Implementation process
Code
int Dijkstra()
{
memset(dist,0x3f,sizeof dist);//除1号结点外,其他均初始为无穷大
dist[1]=0;
for(int i=0;i<n;i++) //n次迭代,每次寻找不在s中距离最近的点t
{
int t=-1;// 便于更新第一个点
for(int j=1;j<=n;j++)
if(!st[j]&&(t==-1||dist[j]<dist[t])) t=j;
st[t]=true; //将t加到s中
for(int j=1;j<=n;j++) //用t更新其他点的距离
dist[j]=min(dist[j],dist[t]+g[t][j]);
}
if(dist[n]==0x3f3f3f3f) return -1; //路径不存在
else return dist[n];
}
Next give the template
Naive dijkstra algorithm
time complexity is O(n^2+m), n represents the number of points, m represents the number of sides
int g[N][N]; // 存储每条边
int dist[N]; // 存储1号点到每个点的最短距离
bool st[N]; // 存储每个点的最短路是否已经确定
// 求1号点到n号点的最短路,如果不存在则返回-1
int dijkstra()
{
memset(dist, 0x3f, sizeof dist);
dist[1] = 0;
for (int i = 0; i < n - 1; i ++ )
{
int t = -1; // 在还未确定最短路的点中,寻找距离最小的点
for (int j = 1; j <= n; j ++ )
if (!st[j] && (t == -1 || dist[t] > dist[j]))
t = j;
// 用t更新其他点的距离
for (int j = 1; j <= n; j ++ )
dist[j] = min(dist[j], dist[t] + g[t][j]);
st[t] = true;
}
if (dist[n] == 0x3f3f3f3f) return -1;
return dist[n];
}
Okay, let’s look at a template question.

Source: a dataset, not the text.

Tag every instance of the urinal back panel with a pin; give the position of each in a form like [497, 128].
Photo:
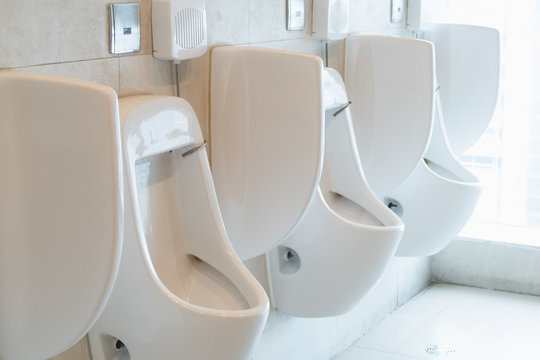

Practice is the only criterion for testing truth.
AcWing 849. Dijkstra finds the shortest path I
Given a directed graph with n points and m edges, there may be multiple edges and self-loops in the graph, and all edge weights are positive.
Please find the shortest distance from point 1 to point n. If you cannot walk from point 1 to point n, output -1.
Input format The
first line contains integers n and m.
Each of the next m rows contains three integers x, y, and z, indicating that there is a directed edge from point x to point y, and the length of the side is z.
Output format
Output an integer, representing the shortest distance from point 1 to point n.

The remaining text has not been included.